Jell-O Salad Disgusting Food Museum

Of course, “gross” and “disgusting” are relative terms. They’re surprisingly useful responses designed to protect humans from ingesting things we shouldn’t (which does nothing to explain why children routinely eat paste and Legos, but we digress …). Still, what’s considered “edible” — even desirable — food is merely a societal construct. Maggot-infested cheese more closely resembles week-old trash to most Americans, while some Italian’s are willing to pay good money for it. Likewise, you couldn’t pay many non-Americans to try a preservative-laden Big Mac. Who’s to judge? To each his own, right? The museum is well aware of that fact, and their website notes:

“Disgust is one of the six fundamental human emotions. While the emotion is universal, the foods that we find disgusting are not. What is delicious to one person can be revolting to another. Disgusting Food Museum invites visitors to explore the world of food and challenge their notions of what is and what isn’t edible. Could changing our ideas of disgust help us embrace the environmentally sustainable foods of the future?”

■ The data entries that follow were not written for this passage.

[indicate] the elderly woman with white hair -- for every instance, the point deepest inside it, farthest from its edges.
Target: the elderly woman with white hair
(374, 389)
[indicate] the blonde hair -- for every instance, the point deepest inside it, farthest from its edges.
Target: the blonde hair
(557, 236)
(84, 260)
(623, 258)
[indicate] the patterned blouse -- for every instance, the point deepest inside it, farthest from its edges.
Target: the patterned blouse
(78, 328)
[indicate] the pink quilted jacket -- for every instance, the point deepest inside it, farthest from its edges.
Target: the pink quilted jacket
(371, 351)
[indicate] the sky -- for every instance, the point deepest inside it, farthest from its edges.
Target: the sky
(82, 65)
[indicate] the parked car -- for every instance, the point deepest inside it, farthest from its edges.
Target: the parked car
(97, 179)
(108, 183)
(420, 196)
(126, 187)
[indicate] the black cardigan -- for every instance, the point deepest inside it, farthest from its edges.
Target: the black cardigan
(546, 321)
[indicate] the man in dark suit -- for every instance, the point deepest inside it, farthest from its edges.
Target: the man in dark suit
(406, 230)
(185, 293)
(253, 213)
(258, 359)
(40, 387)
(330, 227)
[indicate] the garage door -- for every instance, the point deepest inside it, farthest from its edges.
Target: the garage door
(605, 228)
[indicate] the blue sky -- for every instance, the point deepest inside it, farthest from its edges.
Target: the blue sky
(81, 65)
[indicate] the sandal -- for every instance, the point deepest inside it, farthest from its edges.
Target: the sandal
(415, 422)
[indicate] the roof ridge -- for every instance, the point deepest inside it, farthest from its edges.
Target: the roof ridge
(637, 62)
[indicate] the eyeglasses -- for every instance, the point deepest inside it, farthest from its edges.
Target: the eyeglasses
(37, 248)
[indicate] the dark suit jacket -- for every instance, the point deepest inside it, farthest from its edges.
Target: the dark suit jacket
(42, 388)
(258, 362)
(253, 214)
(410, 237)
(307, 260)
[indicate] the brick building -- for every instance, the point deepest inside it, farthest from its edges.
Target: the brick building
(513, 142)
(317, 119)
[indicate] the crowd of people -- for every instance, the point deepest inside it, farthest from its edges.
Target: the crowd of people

Guinea Pig Disgusting Food Museum

Indeed. Samuel West, the museum’s Curator & Chief Disgustologist is hoping to not only shock but also provoke visitors to think beyond their cultural norms. In an interview with Lonely Planet, he notes, “We hope that the museum can contribute to a growing interest and acceptance of more ecologically sustainable protein sources, such as insects.”

For now, the Disgusting Food Museum is scheduled for a limited time only: October 31, 2018, through January 27, 2019. Adult ticket prices will run about USD $20. Sadly, the on-site restaurant only serves “normal” food, so if you’re expecting truly disgusting samples, you’re out of luck.

Mike Richard
Mike Richard has traveled the world since 2008. He's kayaked in Antarctica, tracked endangered African wild dogs in South…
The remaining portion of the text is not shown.